Ainsi se portoient les choses en Angleterre ; mais ceux de la ville de Gavres en avoient la peine, les assauts et les escarmouches. Or avisèrent, en celle saison que le siége se tenoit devant Gavres, les Brabançons qui jà se commençoient à tanner et lasser, que ils feroient faire et ouvrer et charpenter un pont de bois, sur la rivière de Meuse ; et par là entreroient-ils en la duché de Guerles et détruiroient le pays : parquoi nulle douceur, ni nuls vivres, ne viendroient en la ville de Gavres ; et se trouveroient gens assez pour assiéger, d’autre part la rivière, la ville de Gavres ; et clorroient tellement le pas de tous lez que nulles pourvéances n’y viendroient, et par ce parti ils l’affameroient.
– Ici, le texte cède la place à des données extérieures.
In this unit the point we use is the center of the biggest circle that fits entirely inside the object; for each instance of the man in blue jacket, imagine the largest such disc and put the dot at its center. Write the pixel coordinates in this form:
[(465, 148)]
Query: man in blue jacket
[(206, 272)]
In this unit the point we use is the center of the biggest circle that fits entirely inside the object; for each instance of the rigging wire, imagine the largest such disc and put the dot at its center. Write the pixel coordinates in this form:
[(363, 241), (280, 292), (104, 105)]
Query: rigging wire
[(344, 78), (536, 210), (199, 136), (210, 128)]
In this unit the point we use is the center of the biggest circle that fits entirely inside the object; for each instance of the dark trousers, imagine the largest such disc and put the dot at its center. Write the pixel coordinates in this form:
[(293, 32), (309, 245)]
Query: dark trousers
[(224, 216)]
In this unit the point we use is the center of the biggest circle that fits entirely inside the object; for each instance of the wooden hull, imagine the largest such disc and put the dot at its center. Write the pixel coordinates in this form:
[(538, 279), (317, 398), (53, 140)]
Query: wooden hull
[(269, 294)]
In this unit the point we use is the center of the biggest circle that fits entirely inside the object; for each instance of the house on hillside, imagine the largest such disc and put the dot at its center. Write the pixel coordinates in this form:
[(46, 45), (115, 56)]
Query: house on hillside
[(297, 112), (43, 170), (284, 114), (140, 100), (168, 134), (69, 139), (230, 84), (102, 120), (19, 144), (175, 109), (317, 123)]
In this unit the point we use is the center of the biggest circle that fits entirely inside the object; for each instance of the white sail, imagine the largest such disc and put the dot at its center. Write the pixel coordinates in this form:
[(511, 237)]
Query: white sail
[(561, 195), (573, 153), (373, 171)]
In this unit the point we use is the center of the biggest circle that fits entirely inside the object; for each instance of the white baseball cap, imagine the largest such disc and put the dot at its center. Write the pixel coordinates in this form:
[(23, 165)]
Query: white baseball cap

Si mirent tantôt grand’foison d’ouvriers et de charpentiers en œuvre ; et se hâta-t-on grandement d’ouvrer et charpenter ce pont sur le rivage ; et à la mesure qu’on l’ouvroit et le charpentoit, on l’asséoit sur la rivière, et les jetées mises fortes et bien appuyées dedans la rivière. Si fut le dit pont ouvré et charpenté et mené moult avant, et si près de la terre et du rivage à l’autre lez que les Guerlois y pouvoient bien avenir du jet d’une lance. Quand ceux de la garnison de Gavres virent qu’on les approchoit de si près, si se doutèrent grandement ; et eurent conseil et avis entre eux comment ils s’en cheviroient. Ils assirent leurs canons et leurs trébus et arcs à tour sur leur rivage, et firent traire et lancer si roide et si ouniement aux ouvriers qui ce pont menoient et édifioient que moult en occirent ; et n’osoit nul aller avant. Et jetoient leurs engins feu très grand, par quoi le pont fut tout ars jusques aux estaches dedans l’eau. Ainsi fut le pont perdu et défait, et perdirent les Brabançons toute leur peine et les coûtages que coûté avoit le pont à faire, Quand les seigneurs de Brabant et les consaulx des bonnes villes virent que ils avoient ainsi perdu leur temps, si se remirent ensemble pour avoir nouveau conseil.

  1. Le manuscrit de Besançon perdu aujourd’hui, mais dont je possède une copie, diffère beaucoup ici des autres manuscrits ; j’adopte celles de ses corrections qui me paraissent les meilleures.